I wove myself of many delicious strands
Of violet islands and sugar-balls of thread
So faintly green a small white check between
Balanced the field's wide lawn, a plaid
Gathering in loose folds shaped around him
Those Princeton mornings, slowly stage-lit, when
The dawn took the horizon by surprise
And from the marsh long, crayoned birds
Rose up, ravens, maybe crows, or raw-voiced,
Spiteful grackles with their clothespin legs,
Black-winged gossips rising out of mud
And clattering into sleep. They woke my master
While, in the dark, I waited, knowing
Sooner or later he'd reach for me
And, half asleep, wriggle into my arms.
Then it seemed a moonish, oblique light
Would gradually illuminate the room,
The world turn on its axis at a different slant,
The furniture a shipwreck, the floor askew,
And, in old slippers, he'd bumble down the stairs.

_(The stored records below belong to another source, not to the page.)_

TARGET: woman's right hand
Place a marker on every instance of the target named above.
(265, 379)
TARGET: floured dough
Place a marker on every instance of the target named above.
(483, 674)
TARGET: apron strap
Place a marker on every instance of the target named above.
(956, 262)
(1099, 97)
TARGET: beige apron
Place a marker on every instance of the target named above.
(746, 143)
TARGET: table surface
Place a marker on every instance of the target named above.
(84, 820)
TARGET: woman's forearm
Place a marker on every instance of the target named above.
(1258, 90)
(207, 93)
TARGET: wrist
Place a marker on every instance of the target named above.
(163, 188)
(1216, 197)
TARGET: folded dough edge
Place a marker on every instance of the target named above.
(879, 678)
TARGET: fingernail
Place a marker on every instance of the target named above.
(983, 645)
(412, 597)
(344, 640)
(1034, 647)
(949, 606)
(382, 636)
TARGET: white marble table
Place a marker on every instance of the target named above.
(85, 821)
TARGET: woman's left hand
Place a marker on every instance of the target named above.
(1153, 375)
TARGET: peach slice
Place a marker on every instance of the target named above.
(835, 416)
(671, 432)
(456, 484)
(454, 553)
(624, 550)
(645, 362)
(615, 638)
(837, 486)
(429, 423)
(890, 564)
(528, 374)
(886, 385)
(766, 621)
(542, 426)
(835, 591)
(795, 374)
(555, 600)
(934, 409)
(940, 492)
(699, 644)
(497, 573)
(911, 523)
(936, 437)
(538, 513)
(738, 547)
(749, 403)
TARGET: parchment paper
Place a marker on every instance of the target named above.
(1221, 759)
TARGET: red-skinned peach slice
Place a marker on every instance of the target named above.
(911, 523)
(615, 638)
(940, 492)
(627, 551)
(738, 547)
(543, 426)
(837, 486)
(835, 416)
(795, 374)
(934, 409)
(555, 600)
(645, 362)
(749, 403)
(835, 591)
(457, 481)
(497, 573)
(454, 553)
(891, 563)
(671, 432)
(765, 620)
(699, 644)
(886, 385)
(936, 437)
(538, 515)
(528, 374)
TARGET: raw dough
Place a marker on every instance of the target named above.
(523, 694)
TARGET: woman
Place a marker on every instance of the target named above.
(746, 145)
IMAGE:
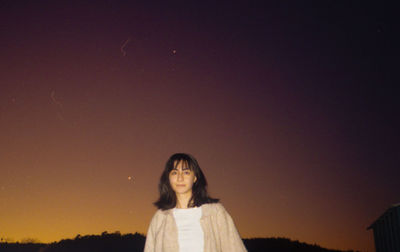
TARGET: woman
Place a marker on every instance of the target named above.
(188, 220)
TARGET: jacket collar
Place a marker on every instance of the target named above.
(206, 209)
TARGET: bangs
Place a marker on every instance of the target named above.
(186, 164)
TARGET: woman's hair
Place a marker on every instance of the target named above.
(167, 198)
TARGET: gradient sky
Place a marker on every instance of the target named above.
(288, 107)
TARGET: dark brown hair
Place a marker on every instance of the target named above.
(199, 197)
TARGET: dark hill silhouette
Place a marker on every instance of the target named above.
(115, 242)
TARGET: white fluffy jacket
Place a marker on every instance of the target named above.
(220, 233)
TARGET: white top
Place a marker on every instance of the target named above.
(190, 232)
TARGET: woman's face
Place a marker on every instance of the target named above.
(182, 179)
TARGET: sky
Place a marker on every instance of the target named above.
(290, 109)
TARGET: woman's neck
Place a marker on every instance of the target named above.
(182, 200)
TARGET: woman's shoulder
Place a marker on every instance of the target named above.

Genius is human and wants its coffee hot—
I remember mornings when he'd sit
For hours at breakfast, dawdling over notes,
Juice and toast at hand, the world awake
To spring, the smell of honeysuckle
Filling the kitchen. A silent man,
Silence became him most. How gently
He softened the edges of a guessed-at impact
So no one would keel over from the blow—
A blow like soft snow falling on a lamb.
He'd fly down from the heights to tie his shoes
And cross the seas to get a glass of milk,
Bismarck with a harp, who'd doff his hat
(As if he ever wore one!) and softly land
On nimble feet so not to startle. He walked
In grandeur much too visible to be seen—
And how many versions crawled out of the Press!

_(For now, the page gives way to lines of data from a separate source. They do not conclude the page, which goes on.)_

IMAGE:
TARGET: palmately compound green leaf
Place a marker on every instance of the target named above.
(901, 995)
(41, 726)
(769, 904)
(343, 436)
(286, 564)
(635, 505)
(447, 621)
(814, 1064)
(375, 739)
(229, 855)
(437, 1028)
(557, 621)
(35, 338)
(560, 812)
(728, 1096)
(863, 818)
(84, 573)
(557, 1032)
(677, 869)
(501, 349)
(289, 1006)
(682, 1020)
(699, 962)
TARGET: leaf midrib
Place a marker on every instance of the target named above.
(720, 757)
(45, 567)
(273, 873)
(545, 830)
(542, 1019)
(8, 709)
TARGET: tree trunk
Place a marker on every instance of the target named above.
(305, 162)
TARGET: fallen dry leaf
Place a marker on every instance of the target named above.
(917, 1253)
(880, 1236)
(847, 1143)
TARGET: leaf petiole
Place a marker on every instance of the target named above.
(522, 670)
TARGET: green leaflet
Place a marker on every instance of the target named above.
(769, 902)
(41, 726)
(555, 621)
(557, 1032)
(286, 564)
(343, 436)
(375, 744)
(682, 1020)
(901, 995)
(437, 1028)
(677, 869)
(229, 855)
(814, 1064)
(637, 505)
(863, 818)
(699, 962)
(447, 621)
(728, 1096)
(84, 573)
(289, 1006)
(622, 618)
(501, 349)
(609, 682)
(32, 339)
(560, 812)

A small pre-Raphaelite with too much hair;
A Frankenstein of test tubes; a "refugee"—
A shaman full of secrets who could touch
Physics with a wand and body forth
The universe's baby wrapped in stars.
From signs Phoenicians scratched into the sand
With sticks he drew the contraries of space:
Whirlwind Nothing and Volume in its rage
Of matter racing to undermine itself,
And when the planets sang, why, he sang back
The lieder black holes secretly adore.

At tea at Mercer Street every afternoon
His manners went beyond civility,
Kindness not having anything to learn;
I was completely charmed. And fooled.
What a false view of the universe I had!
The horsehair sofa, the sagging chairs,
A fire roaring behind the firesecreen—
Imagine thinking Princeton was the world!
Yet I wore prescience like a second skin:
When Greenwich and Palomar saw eye to eye,
Time and space having found their rabbi,
I felt the dawn's black augurs gather force,
As if I knew in the New Jersey night
The downcast sky that was to clamp on Europe,
That Asia had its future in my pocket.